Although someone else in the interview did mention that he had special German microphones ...
My favorite takeaway was when I said "Man, this sounds great! You really can hear the warmth from the analog tape." His response: "I have no idea what you're talking about." He just stared, waiting for me to respond. As a young man of 29 years I had never felt so stupid in my life. He timed it well though, and followed up with an explanation of the mics he was using and his disdain for ProTools.
It's not exactly a secret - he was very vocal about his process and there are many interviews and seminars easily available on youtube and such.
There was a few tricks, but no magic at all. You more or less summed it up well.
He believed he should capture band's sound as it is heard by the band itself. On the contrary to most modern music production where each instrument is recorded in isolation, sound is transformed multiple times before it even hits "tape" and in later production you try to recreate a feeling of particular place/equipment/"playing live" synthetically. Which often doesn't work that well - it's like taking bands live energy out of equation to add it back in post processing (good luck).
He despised that approach. Claimed the musician knows how he want's to sound and he is in no position to change that vision. He helped to capture the track more like the musician hears it in the recording/rehearsal/concert room.
He cared about capturing well basic tracks and claimed modern production (mastering) is insanely overhyped and meddles with vision that band had. Which is completely true :)
So in the end he cared a lot about choosing right hardware and microphones (had a collection of several hundreds) while always chose the ones which musician liked. Even if he thought they were terrible in that setting. Because that meant a musician feels that it sounds more to what musician himself hears when he plays. But - the further in the production stages the less he interfered. Instead of messing with ProTools plugins for days, he captured what band found natural and kind of simplified the rest.
He developed plenty of techniques ranging from simple planning (at first step he gave bands a notebook and asked to write down what they want to hear), or not to get underfoot (kept opinions more to himself and chose what musician preferred - which he learned the hard way).

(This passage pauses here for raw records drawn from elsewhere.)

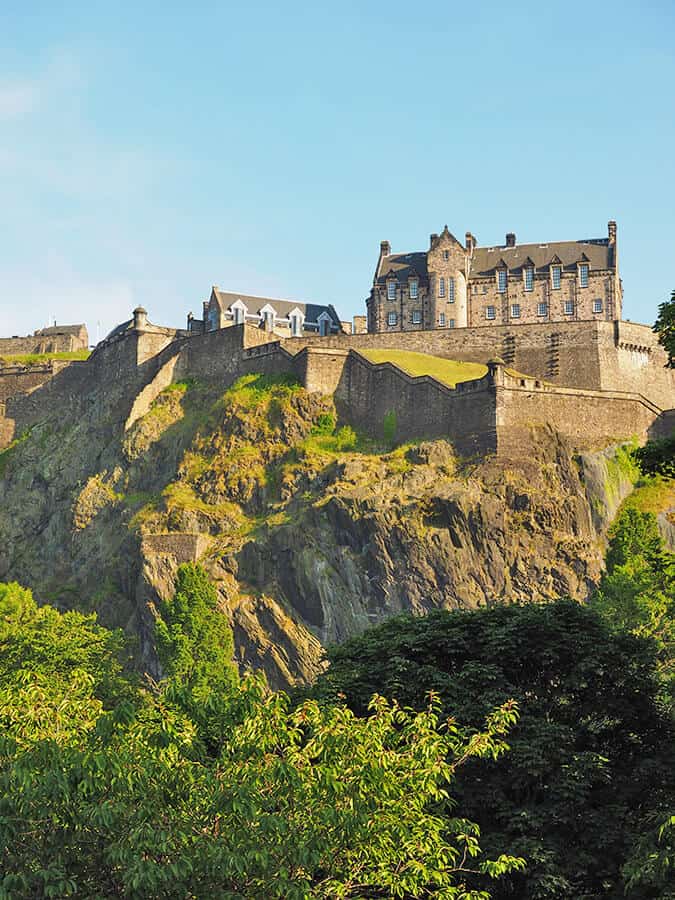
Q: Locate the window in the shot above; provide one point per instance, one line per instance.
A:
(501, 281)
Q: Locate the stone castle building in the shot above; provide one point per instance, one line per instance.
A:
(286, 318)
(454, 285)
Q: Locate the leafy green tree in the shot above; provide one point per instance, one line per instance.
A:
(665, 328)
(637, 591)
(591, 756)
(290, 802)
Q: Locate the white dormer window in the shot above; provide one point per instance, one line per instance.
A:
(501, 281)
(324, 324)
(238, 309)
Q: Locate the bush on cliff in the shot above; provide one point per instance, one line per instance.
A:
(592, 757)
(110, 789)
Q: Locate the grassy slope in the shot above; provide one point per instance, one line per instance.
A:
(449, 371)
(28, 359)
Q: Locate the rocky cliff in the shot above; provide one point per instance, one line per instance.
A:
(310, 531)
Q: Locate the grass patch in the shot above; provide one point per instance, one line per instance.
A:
(32, 359)
(447, 371)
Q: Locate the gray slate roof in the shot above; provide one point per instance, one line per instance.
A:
(312, 311)
(597, 253)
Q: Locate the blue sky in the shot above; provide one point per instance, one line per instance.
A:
(148, 151)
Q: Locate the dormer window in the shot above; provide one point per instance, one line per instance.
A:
(501, 280)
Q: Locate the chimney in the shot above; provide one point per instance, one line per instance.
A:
(140, 318)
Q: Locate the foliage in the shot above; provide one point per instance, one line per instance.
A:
(657, 457)
(591, 756)
(139, 801)
(665, 328)
(637, 591)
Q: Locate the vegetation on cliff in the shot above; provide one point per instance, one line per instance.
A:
(112, 788)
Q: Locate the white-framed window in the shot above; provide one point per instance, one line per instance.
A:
(501, 281)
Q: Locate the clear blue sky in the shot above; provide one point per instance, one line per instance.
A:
(150, 150)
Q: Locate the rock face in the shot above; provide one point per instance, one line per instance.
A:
(310, 532)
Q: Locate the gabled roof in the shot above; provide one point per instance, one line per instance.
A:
(597, 253)
(402, 266)
(254, 306)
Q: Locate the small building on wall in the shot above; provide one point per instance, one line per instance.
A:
(286, 318)
(455, 285)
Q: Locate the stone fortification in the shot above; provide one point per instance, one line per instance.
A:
(55, 339)
(593, 382)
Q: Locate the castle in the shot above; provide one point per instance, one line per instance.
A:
(552, 312)
(454, 285)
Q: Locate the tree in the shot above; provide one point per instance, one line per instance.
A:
(665, 328)
(290, 802)
(590, 758)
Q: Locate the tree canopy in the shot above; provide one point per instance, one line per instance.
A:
(591, 758)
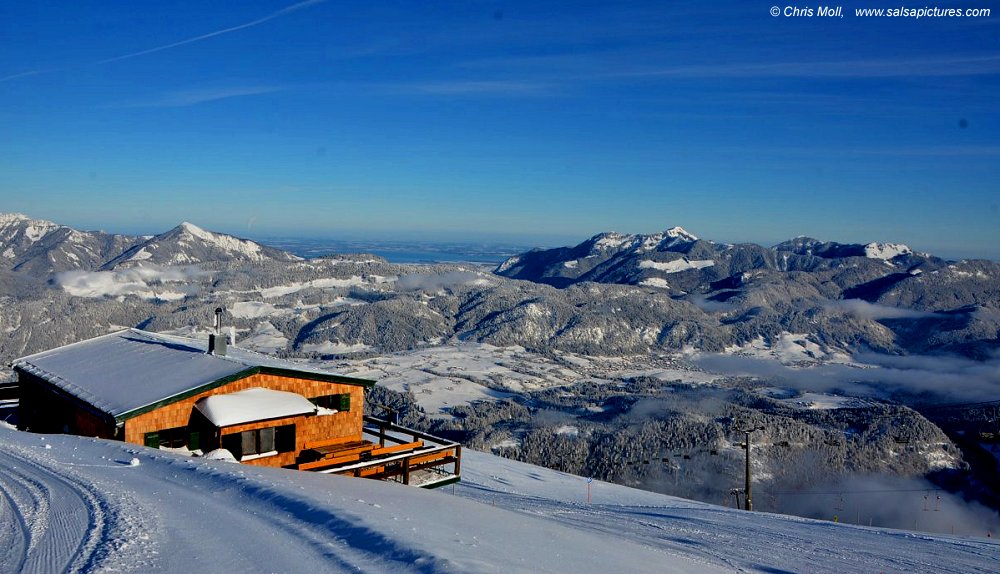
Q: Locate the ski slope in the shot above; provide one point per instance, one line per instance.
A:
(80, 505)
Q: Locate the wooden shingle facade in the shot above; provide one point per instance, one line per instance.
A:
(170, 392)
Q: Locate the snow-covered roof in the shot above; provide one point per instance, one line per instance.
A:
(129, 372)
(252, 405)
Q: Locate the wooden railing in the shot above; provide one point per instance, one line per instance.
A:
(400, 454)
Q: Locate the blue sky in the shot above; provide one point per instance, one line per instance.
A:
(541, 123)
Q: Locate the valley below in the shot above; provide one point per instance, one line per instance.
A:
(867, 375)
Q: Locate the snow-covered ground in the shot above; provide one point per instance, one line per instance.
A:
(78, 504)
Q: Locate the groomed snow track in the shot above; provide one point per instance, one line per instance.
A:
(50, 521)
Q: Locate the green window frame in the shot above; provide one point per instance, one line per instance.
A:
(340, 402)
(259, 441)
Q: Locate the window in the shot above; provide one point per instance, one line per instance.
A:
(340, 402)
(177, 437)
(260, 441)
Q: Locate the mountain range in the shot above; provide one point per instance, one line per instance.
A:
(40, 248)
(879, 296)
(590, 357)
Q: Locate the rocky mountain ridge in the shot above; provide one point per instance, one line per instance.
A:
(40, 248)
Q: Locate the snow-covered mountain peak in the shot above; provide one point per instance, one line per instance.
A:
(195, 230)
(886, 250)
(8, 218)
(678, 232)
(611, 240)
(31, 229)
(188, 244)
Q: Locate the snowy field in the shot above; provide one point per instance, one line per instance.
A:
(80, 505)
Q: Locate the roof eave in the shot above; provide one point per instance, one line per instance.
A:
(331, 378)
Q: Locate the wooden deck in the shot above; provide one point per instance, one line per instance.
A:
(387, 452)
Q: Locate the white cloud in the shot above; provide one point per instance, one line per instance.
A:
(148, 282)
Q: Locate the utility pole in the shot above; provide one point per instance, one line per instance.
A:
(748, 493)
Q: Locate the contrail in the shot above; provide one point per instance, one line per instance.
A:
(272, 16)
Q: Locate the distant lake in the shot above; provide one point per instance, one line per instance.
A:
(400, 251)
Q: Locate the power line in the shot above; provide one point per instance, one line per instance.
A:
(890, 490)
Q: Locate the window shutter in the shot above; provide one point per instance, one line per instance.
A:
(284, 438)
(266, 439)
(249, 442)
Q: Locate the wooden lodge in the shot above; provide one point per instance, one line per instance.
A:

On technical side, he chose to capture more of the room sound of the instruments (especially drums). He also used a lot of microphones placed far in the room to help musicians hear themselves more like they usually hear themselves during practice/concert. For instance, he used sound from such far placed mics into monitors (what musician hears). And delayed them slightly, to give the recording drummer a feeling of actual room size/echo (In spite of his ears being isolated form that). Or did a trick of flipping phase of vocalists microphone when he seemed not confident. In hope to find a setting when bone conduction sound is in phase with headphones sound, so that musician has more natural comfort and simply performs better. Apparently this happened sometimes and I can fully related into "not feeling it" while using studio monitors, despite being few feet from an amp.
Those things indeed make it feel much more like a real band playing next to you. Mostly because the band felt tighter and actually played live together, and not track-by-track.
My favorite recordings of my (amateur) bands were always just single microphone placed in the back of the room, capturing more like it really sounded in there. Very satisfying experience and so different from modern recording and bedroom production.
"I would like to be paid like a plumber: I do the job and you pay me what it's worth. The record company will expect me to ask for a point or a point and a half. If we assume three million sales, that works out to 400,000 dollars or so. There's no fucking way I would ever take that much money. I wouldn't be able to sleep."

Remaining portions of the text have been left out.